Find an equation of the ellipse satisfying the given conditions.
Center at (-2,3) with major axis of length 8 and parallel to the y axis, minor axis of length 2.
I don't understand how you get the formula for this. some help please
you should know that an ellipse with center at (h,k) and axes 2a,2b is
(x-h)^2/a^2 + (y-k)^2/b^2 = 1
so, plug in your data. The only tricky part is knowing which are a and b. Since the major axis is parallel to the y-axis, (y-k)^2/b^2 will have the larger denominator.
(x+2)^2/1 + (y-3)^2/16 = 1
To find the equation of an ellipse given its center, major axis length, minor axis length, and orientation, you can use the standard form equation for an ellipse:
(x-h)^2/a^2 + (y-k)^2/b^2 = 1
where (h,k) represents the center of the ellipse, 'a' represents the semi-major axis length, and 'b' represents the semi-minor axis length.
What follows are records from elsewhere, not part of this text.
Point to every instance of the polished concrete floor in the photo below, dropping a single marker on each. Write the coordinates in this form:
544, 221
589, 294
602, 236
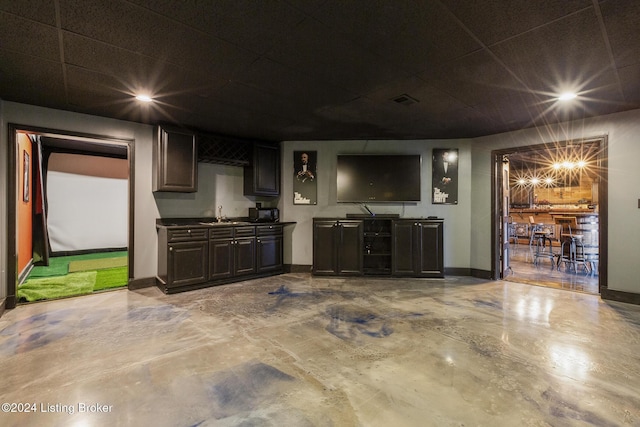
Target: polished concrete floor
296, 350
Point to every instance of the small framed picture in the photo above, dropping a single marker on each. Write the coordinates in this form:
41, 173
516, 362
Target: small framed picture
444, 183
305, 184
26, 188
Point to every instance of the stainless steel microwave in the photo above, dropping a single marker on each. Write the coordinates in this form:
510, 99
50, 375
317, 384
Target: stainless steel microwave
264, 214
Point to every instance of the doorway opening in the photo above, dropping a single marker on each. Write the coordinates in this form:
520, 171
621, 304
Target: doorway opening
550, 215
70, 214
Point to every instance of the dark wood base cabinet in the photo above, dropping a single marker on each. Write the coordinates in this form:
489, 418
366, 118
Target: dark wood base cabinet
337, 247
201, 256
378, 246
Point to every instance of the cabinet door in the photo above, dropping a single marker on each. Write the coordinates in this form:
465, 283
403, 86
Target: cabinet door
430, 254
188, 262
221, 258
245, 256
262, 177
175, 163
269, 253
325, 247
404, 244
350, 253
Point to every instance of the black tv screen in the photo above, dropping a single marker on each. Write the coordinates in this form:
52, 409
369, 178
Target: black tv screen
378, 178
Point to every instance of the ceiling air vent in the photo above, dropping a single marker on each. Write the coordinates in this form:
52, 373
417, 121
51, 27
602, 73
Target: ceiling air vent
405, 99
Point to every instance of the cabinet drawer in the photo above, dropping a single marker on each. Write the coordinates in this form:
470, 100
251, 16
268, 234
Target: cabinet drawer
245, 231
268, 230
221, 233
185, 234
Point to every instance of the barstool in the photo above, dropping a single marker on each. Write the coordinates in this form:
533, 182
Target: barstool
541, 236
572, 249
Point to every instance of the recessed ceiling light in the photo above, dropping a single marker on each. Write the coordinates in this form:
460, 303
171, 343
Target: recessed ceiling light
567, 96
144, 98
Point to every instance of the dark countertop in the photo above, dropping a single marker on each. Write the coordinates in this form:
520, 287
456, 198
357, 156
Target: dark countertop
211, 222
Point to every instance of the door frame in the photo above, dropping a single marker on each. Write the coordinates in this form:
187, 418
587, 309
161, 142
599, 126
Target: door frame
11, 202
602, 161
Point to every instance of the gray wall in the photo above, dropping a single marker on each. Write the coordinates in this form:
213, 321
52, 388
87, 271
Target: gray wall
457, 217
467, 225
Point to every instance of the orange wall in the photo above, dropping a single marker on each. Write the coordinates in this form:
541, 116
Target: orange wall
25, 208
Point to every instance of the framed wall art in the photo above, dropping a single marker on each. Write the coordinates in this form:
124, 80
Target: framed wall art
305, 187
444, 181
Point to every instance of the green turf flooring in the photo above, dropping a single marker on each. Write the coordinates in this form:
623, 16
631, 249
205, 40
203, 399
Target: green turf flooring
55, 281
59, 266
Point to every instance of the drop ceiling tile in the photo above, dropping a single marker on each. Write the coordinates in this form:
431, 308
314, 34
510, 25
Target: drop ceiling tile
622, 24
295, 87
136, 71
330, 58
249, 24
42, 11
474, 78
31, 80
630, 77
566, 53
29, 37
496, 20
142, 31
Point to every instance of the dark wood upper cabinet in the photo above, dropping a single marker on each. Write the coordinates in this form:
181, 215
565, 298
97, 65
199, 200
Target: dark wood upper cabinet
175, 160
262, 176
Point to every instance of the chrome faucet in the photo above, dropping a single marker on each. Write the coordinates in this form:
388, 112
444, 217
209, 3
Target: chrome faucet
219, 217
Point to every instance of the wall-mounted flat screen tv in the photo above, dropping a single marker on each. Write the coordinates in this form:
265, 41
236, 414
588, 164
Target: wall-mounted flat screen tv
378, 178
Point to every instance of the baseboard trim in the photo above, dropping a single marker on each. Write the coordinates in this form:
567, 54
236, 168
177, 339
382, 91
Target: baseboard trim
457, 271
297, 268
620, 296
481, 274
145, 282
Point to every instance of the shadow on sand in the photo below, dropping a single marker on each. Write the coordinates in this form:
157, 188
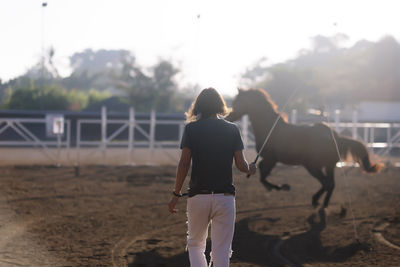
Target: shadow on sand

In this case, the center is given as (-2, 3), the major axis length is 8 (which means the semi-major axis is 4), and the minor axis length is 2 (which means the semi-minor axis is 1). The major axis is parallel to the y-axis, indicating that 'a' will be in the y-direction and 'b' will be in the x-direction.
Plugging in these values, we get:
(x-(-2))^2/1^2 + (y-3)^2/4^2 = 1
Simplifying this equation gives:
(x+2)^2/1 + (y-3)^2/16 = 1
This is the equation of the ellipse satisfying the given conditions.